Triadic psychology (trichotomism) asserts that the human person consists of flesh (Gk. sarx, Lat. caro), animating soul (psyche, anima), and spirit (pneuma, spiritus). This view seems to be supported by the blessing of 1 Thes 5:23: “may your spirit and soul and body be kept sound and blameless.” We also see the distinction of soul and spirit in Heb 4: 12: “the word of God is living and active, sharper than any two-edged sword, piercing to the division of soul and spirit, of joints and marrow.” The purpose of the soul is to animate the flesh; it is the principle of movement which we observe in all living things. The spirit, or mind (nous, mens), as it is often referred to, is man’s rational part. The spirit is sometimes identified with a world spirit or logos in which all men participate. In the triadic system, the element of spirit accounts for the difference between rational and irrational living things.

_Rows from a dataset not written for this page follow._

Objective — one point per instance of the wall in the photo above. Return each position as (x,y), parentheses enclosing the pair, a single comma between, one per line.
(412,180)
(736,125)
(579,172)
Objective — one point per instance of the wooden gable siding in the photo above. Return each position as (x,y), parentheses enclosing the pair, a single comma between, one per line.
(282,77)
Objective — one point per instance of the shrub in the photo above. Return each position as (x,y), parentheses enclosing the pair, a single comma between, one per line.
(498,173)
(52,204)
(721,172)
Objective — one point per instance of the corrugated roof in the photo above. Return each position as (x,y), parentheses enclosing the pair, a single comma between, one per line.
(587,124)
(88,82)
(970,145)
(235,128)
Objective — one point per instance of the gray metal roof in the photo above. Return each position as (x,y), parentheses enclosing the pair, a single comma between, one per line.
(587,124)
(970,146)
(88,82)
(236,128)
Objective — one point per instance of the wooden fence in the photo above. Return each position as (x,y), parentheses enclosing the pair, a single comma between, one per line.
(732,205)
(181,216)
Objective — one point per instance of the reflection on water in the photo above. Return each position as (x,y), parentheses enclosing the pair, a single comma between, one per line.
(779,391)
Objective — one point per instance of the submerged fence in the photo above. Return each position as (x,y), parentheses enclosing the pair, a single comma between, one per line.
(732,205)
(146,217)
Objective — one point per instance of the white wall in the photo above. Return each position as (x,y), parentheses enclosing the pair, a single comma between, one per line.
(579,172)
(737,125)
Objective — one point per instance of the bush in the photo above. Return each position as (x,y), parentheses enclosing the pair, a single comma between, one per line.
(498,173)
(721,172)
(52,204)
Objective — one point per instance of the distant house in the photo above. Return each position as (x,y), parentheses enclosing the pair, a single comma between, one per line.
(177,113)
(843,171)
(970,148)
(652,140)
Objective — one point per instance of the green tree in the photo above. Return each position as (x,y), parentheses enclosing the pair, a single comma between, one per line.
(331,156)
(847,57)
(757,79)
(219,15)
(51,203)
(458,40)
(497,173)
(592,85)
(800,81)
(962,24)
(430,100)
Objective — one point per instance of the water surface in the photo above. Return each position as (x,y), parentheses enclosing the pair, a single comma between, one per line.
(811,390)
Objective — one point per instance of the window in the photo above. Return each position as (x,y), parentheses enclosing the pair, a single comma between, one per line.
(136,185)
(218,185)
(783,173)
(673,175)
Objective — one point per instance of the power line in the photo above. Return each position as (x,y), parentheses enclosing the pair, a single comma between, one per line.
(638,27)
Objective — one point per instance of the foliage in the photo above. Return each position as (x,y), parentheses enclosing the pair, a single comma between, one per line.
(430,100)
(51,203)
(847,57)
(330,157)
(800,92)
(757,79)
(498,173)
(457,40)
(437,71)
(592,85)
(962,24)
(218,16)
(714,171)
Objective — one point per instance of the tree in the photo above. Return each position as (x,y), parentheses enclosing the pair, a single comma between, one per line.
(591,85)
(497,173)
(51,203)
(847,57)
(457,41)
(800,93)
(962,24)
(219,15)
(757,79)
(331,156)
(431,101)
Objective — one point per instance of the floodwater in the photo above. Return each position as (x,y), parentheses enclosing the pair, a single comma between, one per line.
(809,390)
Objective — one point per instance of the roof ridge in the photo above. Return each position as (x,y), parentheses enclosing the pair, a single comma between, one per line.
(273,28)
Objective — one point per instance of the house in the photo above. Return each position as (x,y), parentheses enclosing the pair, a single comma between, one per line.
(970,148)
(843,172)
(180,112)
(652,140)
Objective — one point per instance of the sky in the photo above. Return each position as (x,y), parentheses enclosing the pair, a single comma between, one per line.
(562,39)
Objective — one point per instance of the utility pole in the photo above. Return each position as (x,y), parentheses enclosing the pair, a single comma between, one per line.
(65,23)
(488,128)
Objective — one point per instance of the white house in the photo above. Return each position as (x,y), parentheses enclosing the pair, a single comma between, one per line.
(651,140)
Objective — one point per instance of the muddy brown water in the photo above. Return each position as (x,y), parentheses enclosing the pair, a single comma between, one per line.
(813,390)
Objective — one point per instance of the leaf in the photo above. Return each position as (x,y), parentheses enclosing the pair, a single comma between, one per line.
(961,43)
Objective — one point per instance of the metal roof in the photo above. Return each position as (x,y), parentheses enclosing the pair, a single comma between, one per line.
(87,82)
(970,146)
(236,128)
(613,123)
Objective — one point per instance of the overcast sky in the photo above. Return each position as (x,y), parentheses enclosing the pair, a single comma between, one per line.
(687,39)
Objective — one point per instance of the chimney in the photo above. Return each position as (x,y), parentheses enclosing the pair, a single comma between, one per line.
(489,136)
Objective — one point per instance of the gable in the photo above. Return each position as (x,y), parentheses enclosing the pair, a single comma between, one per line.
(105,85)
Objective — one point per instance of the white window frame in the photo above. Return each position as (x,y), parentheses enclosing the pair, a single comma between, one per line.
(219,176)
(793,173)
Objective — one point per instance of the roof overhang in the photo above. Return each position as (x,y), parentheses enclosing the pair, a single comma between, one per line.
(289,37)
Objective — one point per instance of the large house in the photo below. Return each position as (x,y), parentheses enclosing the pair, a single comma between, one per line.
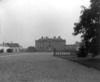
(15,47)
(72,47)
(49,44)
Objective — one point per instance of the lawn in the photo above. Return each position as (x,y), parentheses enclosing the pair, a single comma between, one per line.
(87,61)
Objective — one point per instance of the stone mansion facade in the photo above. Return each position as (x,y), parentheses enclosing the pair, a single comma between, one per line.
(49,44)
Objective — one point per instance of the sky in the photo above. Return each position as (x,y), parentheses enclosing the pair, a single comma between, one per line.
(24,21)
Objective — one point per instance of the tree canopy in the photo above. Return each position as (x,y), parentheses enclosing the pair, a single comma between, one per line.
(89,28)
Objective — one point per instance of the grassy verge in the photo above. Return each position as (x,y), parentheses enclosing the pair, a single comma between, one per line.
(87,61)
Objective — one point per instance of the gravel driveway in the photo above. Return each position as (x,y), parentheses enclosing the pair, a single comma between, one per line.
(43,67)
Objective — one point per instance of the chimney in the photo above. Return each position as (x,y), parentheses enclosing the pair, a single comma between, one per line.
(54,37)
(3,42)
(41,37)
(46,37)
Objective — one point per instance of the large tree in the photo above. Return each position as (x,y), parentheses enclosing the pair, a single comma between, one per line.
(89,28)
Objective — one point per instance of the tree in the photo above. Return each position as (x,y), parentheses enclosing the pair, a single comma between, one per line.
(31,49)
(89,28)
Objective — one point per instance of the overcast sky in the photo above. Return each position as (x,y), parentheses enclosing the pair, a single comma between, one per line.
(25,21)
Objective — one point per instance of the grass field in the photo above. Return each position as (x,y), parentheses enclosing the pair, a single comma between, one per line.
(87,61)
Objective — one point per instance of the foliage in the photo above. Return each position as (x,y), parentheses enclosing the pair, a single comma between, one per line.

Dyadic psychology (dichotomism) asserts that the human person consists of a material element (body or flesh) and a spiritual element (soul or spirit). Just as separate substances, according to Aristotelian hylomorphism, consist of matter and form, a human person consists of body and soul. The soul animates the body, as it does in the triadic system. But here the soul also performs the higher rational functions, as does the spirit in the triadic. Therefore, the dyadic view sees no need to posit a separate substance to account for man’s rational faculty. As the soul moves the corporeal, it moves the spiritual as well. Not only does it cause physical motion, but it is also the cause of discursive
reasoning. In the dyadic system, the difference between rational and irrational creatures is not explained merely by the addition of spirit, but by asserting that each species of creature has characteristics in common with other living things and particular characteristics that make it a separate and unique species. We see manifested in the created world a certain order and gradation in the various perfections of creatures. Not all share in the divine image in the same way or to the same degree, nor do all things share the same ultimate destiny.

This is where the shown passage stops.